To avoid these complexities, we built the Orleans programming model and runtime, which raises the level of the actor abstraction. Orleans targets developers who are not distributed system experts, although our expert customers have found it attractive too. It is actor-based, but differs from existing actor-based platforms by treating actors as virtual entities, not as physical ones. First, an Orleans actor always exists, virtually. It cannot be explicitly created or destroyed. Its existence transcends the lifetime of any of its in-memory instantiations, and thus transcends the lifetime of any particular server. Second, Orleans actors are automatically instantiated: if there is no in-memory instance of an actor, a message sent to the actor causes a new instance to be created on an available server. An unused actor instance is automatically reclaimed as part of runtime resource management. An actor never fails: if a server crashes, the next message sent to an actor that was running on the failed server causes Orleans to automatically re-instantiate the actor on another server, eliminating the need for applications to supervise and explicitly re-create failed actors. Third, the location of the actor instance is transparent to the application code, which greatly simplifies programming. And fourth, Orleans can automatically create multiple instances of the same stateless actor, seamlessly scaling out hot actors.
Overall, Orleans gives developers a virtual “actor space” that, analogous to virtual memory, allows them to invoke any actor in the system, whether or not it is present in memory. Virtualization relies on indirection that maps from virtual actors to their physical instantiations that are currently running. This level of indirection provides the runtime with the opportunity to solve many hard distributed systems problems that must otherwise be addressed by the developer, such as actor placement and load balancing, deactivation of unused actors, and actor recovery after server failures, which are notoriously difficult for them to get right. Thus, the virtual actor approach significantly simplifies the programming model while allowing the runtime to balance load and recover from failures transparently.
The runtime supports indirection via a distributed directory that maps from actor identity to its current physical location. Orleans minimizes the runtime cost of indirection by using local caches of that map. This strategy has proven to be very efficient. We typically see cache hit rates of well over 90% in our production services.

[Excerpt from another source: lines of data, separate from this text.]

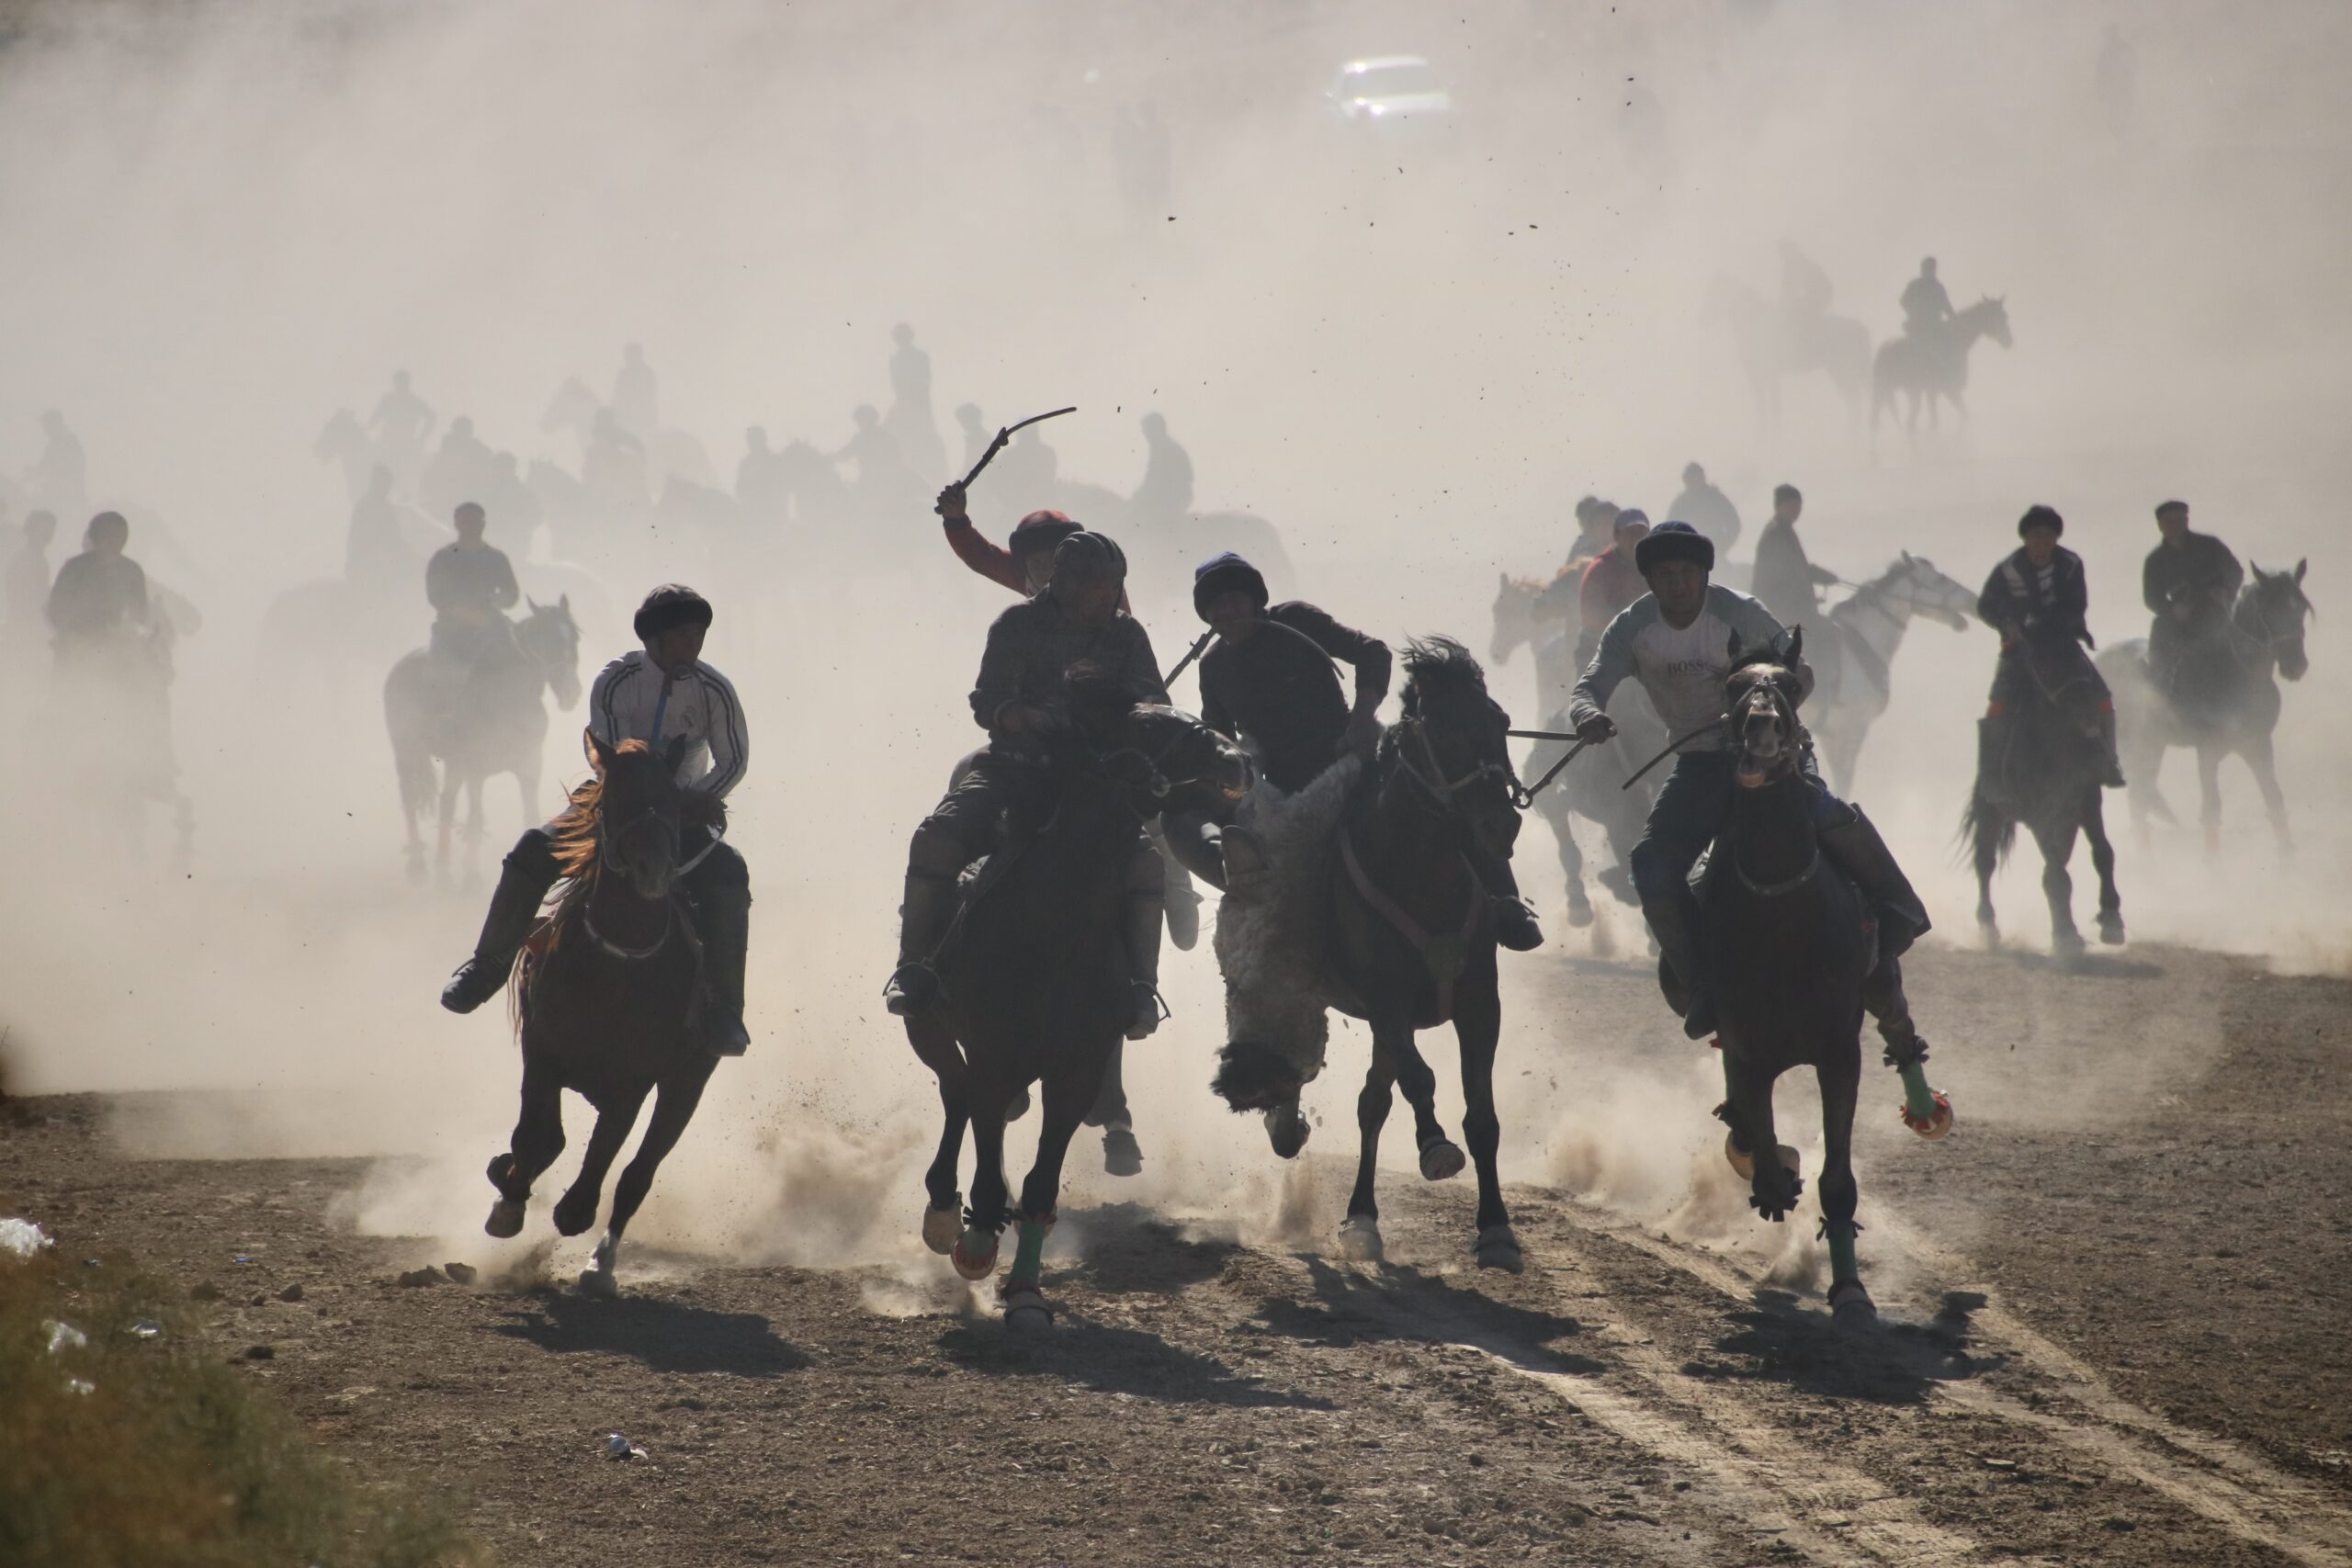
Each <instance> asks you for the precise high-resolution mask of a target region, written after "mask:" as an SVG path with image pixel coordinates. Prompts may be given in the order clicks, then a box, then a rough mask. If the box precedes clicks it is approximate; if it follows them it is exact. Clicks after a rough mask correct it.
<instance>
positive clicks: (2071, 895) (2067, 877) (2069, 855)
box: [2034, 823, 2082, 957]
mask: <svg viewBox="0 0 2352 1568" xmlns="http://www.w3.org/2000/svg"><path fill="white" fill-rule="evenodd" d="M2074 832H2077V827H2074V823H2067V825H2065V827H2053V830H2042V827H2034V844H2039V846H2042V898H2044V900H2049V905H2051V952H2058V954H2067V957H2070V954H2077V952H2082V931H2079V929H2077V926H2074V877H2072V875H2070V872H2067V867H2065V863H2067V860H2072V858H2074Z"/></svg>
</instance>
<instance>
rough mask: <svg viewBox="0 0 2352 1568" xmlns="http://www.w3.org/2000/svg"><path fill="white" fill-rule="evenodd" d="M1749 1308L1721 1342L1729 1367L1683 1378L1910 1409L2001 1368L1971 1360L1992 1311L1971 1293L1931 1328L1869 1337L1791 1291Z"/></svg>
mask: <svg viewBox="0 0 2352 1568" xmlns="http://www.w3.org/2000/svg"><path fill="white" fill-rule="evenodd" d="M1750 1300H1752V1302H1755V1305H1752V1307H1748V1309H1738V1312H1733V1314H1731V1321H1733V1324H1736V1328H1733V1331H1731V1333H1726V1335H1724V1338H1719V1340H1717V1342H1715V1349H1717V1352H1719V1354H1722V1356H1729V1361H1715V1359H1703V1361H1691V1363H1686V1366H1684V1368H1682V1371H1684V1375H1689V1378H1708V1380H1726V1382H1740V1380H1748V1382H1785V1385H1790V1387H1799V1389H1804V1392H1809V1394H1825V1396H1832V1399H1867V1401H1870V1403H1884V1406H1910V1403H1926V1399H1929V1394H1931V1392H1933V1389H1936V1385H1938V1382H1964V1380H1969V1378H1978V1375H1983V1373H1987V1371H1992V1368H1994V1366H1999V1361H2002V1359H1999V1356H1992V1359H1985V1356H1973V1354H1969V1314H1973V1312H1976V1309H1978V1307H1983V1305H1985V1298H1983V1295H1976V1293H1971V1291H1952V1293H1947V1295H1945V1298H1943V1309H1940V1312H1938V1314H1936V1316H1933V1319H1931V1321H1929V1324H1896V1321H1884V1319H1882V1321H1879V1324H1877V1326H1875V1328H1865V1331H1849V1328H1839V1326H1837V1324H1835V1319H1830V1314H1828V1312H1820V1309H1811V1307H1806V1305H1802V1302H1799V1300H1797V1298H1795V1295H1790V1293H1788V1291H1757V1293H1755V1295H1752V1298H1750Z"/></svg>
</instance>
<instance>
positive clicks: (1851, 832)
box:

Orleans has been used to build multiple production services currently running on the Microsoft Windows Azure cloud, including the back-end services for some popular games. This enabled us to validate the scalability and reliability of production applications written using Orleans, and adjust its model and implementation based on this feedback. It also enabled us to verify, at least anecdotally, that the Orleans programming model leads to significantly increased programmer productivity.